Departmen for Education

Our question is, should OAP be what a SETTING can access or what a CHILD can access? What is the cost? And what about consent to be a testing guinea pig if families don’t know they’re “part of the SEND system”?

OAP sounds like a good plan, doesn’t it?

While it seems benign, or even helpful, to create a list of what schools should be providing at SEN support and below, there are inherent dangers that must be considered. The DfE says they want to avoid a “mismatch” in standards for OAP and what is actually available in practice, and they hope to find this out during the testing phase. They say they’re asking questions including, what does it take to deliver this?

However, what is already happening is some LAs are using their own version of “OAP” to unofficially raise thresholds for EHC needs assessments, asking schools to try everything on the list before accepting a request for an EHCNA. Additionally, if a school is in a rural or a very deprived area, they may be able to access the kind of resources that will eventually be listed as something they should “ordinarily” be providing.

So we must reiterate – the law hasn’t changed so anyone using this term to delay an EHC Needs Assessment is no complying with the law.

How are parents involved?

For the 2014 reforms, parent carer forums had a large part to play—and having been part of it, it was sometimes quite overwhelming. This time around, although PCFs are the “official” strategic partners, the Department for Education want also to involve a wider group of parent voices. We have already put out a call for other SEND parent groups in the 32 areas to get in touch so we can forward your details to the DfE. That call is still open.

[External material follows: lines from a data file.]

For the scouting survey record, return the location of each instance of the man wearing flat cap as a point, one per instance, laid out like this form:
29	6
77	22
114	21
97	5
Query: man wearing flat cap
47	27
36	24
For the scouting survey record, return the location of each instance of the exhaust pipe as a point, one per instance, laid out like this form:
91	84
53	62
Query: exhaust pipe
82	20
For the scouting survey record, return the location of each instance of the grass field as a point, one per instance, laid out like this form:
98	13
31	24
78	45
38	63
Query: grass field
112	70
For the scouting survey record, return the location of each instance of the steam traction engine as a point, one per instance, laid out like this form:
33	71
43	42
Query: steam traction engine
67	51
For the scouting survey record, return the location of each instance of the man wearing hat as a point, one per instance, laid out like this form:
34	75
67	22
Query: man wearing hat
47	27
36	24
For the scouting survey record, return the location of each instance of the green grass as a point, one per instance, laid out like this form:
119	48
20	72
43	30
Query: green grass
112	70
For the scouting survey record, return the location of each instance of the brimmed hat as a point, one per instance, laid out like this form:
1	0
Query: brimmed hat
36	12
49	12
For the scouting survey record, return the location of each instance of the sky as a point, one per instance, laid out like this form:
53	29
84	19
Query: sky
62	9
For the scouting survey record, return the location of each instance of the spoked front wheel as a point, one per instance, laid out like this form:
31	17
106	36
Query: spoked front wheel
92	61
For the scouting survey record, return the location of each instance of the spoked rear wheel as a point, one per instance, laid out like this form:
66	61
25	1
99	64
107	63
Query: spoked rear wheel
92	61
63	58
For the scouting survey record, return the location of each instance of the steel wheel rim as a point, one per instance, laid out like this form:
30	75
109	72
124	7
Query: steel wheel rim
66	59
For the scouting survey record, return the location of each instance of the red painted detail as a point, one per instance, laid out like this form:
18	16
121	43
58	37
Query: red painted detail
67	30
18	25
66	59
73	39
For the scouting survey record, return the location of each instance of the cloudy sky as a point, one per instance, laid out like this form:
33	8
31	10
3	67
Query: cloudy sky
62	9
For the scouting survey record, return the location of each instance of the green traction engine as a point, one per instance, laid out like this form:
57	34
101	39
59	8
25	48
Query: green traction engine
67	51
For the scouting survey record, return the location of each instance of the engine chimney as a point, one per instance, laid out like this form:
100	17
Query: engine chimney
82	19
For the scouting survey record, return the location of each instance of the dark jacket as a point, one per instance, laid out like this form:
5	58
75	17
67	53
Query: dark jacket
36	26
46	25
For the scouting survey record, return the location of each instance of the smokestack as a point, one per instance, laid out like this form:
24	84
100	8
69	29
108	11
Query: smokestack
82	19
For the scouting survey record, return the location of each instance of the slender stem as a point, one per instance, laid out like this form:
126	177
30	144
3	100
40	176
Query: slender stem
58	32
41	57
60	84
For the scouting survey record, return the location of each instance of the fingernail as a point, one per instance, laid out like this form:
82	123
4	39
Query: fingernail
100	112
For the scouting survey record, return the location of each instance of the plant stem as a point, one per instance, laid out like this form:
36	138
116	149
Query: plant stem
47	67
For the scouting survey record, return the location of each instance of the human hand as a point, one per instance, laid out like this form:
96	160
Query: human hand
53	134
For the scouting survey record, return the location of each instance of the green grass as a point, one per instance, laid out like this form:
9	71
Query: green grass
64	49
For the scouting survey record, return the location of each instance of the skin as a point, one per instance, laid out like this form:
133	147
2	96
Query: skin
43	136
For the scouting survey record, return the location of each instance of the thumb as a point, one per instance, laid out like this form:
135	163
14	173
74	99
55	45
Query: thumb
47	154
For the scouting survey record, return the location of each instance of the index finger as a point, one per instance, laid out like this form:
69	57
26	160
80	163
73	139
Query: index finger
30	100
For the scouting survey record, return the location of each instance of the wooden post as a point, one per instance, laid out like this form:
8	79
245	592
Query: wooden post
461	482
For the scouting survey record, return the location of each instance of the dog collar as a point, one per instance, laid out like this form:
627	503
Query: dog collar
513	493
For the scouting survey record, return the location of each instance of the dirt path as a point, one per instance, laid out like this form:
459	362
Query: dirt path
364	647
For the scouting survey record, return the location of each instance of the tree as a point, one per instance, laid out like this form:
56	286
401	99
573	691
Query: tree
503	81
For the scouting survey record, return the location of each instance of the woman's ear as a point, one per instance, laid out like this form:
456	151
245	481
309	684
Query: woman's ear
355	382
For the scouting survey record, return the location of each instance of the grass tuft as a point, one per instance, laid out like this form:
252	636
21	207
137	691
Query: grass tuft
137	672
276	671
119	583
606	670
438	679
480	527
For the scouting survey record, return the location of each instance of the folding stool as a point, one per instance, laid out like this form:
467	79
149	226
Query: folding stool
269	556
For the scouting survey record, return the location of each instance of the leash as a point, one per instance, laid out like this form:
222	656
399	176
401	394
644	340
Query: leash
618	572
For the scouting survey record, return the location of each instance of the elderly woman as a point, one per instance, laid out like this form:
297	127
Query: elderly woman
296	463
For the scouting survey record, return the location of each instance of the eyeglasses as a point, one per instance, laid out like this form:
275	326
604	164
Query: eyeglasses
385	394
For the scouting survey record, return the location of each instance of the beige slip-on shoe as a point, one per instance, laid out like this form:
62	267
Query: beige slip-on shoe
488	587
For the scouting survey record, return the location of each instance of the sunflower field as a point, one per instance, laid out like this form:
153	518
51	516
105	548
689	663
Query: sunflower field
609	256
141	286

While it is a requirement for PCF to be represented on each local area SEND and AP Partnership and actively involved in producing the Local Area Inclusion Plan, we are encouraging areas to engage with a wider cohort of parents – and indeed children and young people. How successful this has been will become clear as we learn from the development of the SEND and AP Partnerships, and the Plans they produce.”

Department for Education

The DfE says parental involvement is not “optional” for local areas, but they’re aware that some have not yet engaged even their PCF. So, whether you’re in a PCF or another SEND group and the LA isn’t involving you, please let the NNPCF (PCFs only) or DfE know (we can pass your details on). The DFE point to Telford & Wrekin as an example of good information about the Change Programme on their local offer. In Islington, meanwhile, the LA has sent a survey to all parents of children with EHCPs to help inform the development of their Local Area Inclusion Plan. There is also a “parent-focused Comms Pack for local areas” that will soon be published.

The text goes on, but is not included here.